1. Un tratado entrará en vigor de la manera y en la fecha que en él se disponga o que acuerden los Estados negociadores.

2. A falta de tal disposición o acuerdo, el tratado entrará en vigor tan pronto como haya constancia del consentimiento de todos los Estados negociadores en obligarse por el tratado.

3. Cuando el consentimiento de un Estado en obligarse por un tratado se haga constar en una fecha posterior a la de la entrada en vigor de dicho tratado, éste entrará en vigor en relación a ese Estado en dicha fecha, a menos que el tratado disponga otra cosa.

4. Las disposiciones de un tratado que regulen la autenticación de su texto, la constancia del consentimiento de los Estados en obligarse por el tratado, la manera o la fecha de su entrada en vigor, las reservas, las funciones del depositario y otras cuestiones que se susciten necesariamente antes de la entrada en vigor del tratado se aplicarán desde el momento de la adopción de su texto".

En otras palabras, para que el instrumento entre en vigor, es necesario, además de que se hayan surtido las aprobaciones exigidas por el ordenamiento jurídico interno de cada país - en el caso de Colombia, la revisión de la Corte Constitucional y la expedición de la ley aprobatoria - , que posteriormente se haga

el depósito de los instrumentos de ratificación o de adhesión - cuando el tratado es multilateral - o se efectúe el canje de ratificación - cuando es multilateral - , y se cumpla el plazo o condición señalado para el efecto.

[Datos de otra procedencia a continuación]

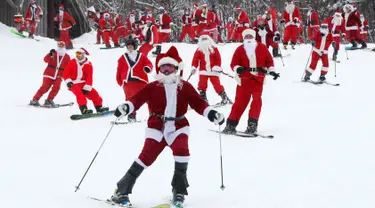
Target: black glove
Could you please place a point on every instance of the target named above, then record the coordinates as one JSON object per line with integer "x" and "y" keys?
{"x": 240, "y": 70}
{"x": 85, "y": 92}
{"x": 122, "y": 110}
{"x": 51, "y": 52}
{"x": 147, "y": 69}
{"x": 69, "y": 84}
{"x": 216, "y": 117}
{"x": 275, "y": 75}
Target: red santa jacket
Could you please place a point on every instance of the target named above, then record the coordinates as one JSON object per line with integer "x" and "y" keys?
{"x": 150, "y": 35}
{"x": 336, "y": 25}
{"x": 126, "y": 72}
{"x": 165, "y": 22}
{"x": 163, "y": 103}
{"x": 79, "y": 73}
{"x": 65, "y": 21}
{"x": 243, "y": 20}
{"x": 56, "y": 65}
{"x": 352, "y": 21}
{"x": 289, "y": 17}
{"x": 209, "y": 64}
{"x": 313, "y": 19}
{"x": 186, "y": 20}
{"x": 260, "y": 59}
{"x": 322, "y": 43}
{"x": 34, "y": 13}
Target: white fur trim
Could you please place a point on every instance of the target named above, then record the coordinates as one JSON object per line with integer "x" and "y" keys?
{"x": 167, "y": 60}
{"x": 87, "y": 87}
{"x": 137, "y": 160}
{"x": 182, "y": 159}
{"x": 207, "y": 110}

Pero, bien puede ocurrir, que estando vigente para Colombia el respectivo tratado o convenio, alguno o algunos de sus preceptos no sean aplicables a nuestro país, por circunstancias especiales tales como haber sido formuladas reservas sobre ellos, o haber denunciado apartes del mismo. Igualmente puede suceder, que habiendo estado vigente para Colombia un tratado, ya no lo esté. Por ejemplo, por haber sido denunciado en su totalidad. Por todo lo anterior, es que es imprescindible que quien invoca en su favor una norma de derecho internacional, pruebe dentro del proceso su vigencia, mediante la correspondiente constancia o certificación del Ministerio de Relaciones Exteriores o del Estado o autoridad depositaria del tratado. Ahora bien, respecto a los pactos invocados por el actor como violados, observa la Sala que sus artículos 27 y 49 respectivamente, señalan su vigencia en los siguientes iguales términos: "1. El presente pacto entrará en vigor transcurridos tres meses a partir de la fecha en que haya sido depositado el trigésimoquinto instrumento de ratificación o de adhesión en poder del Secretario General de las Naciones Unidas.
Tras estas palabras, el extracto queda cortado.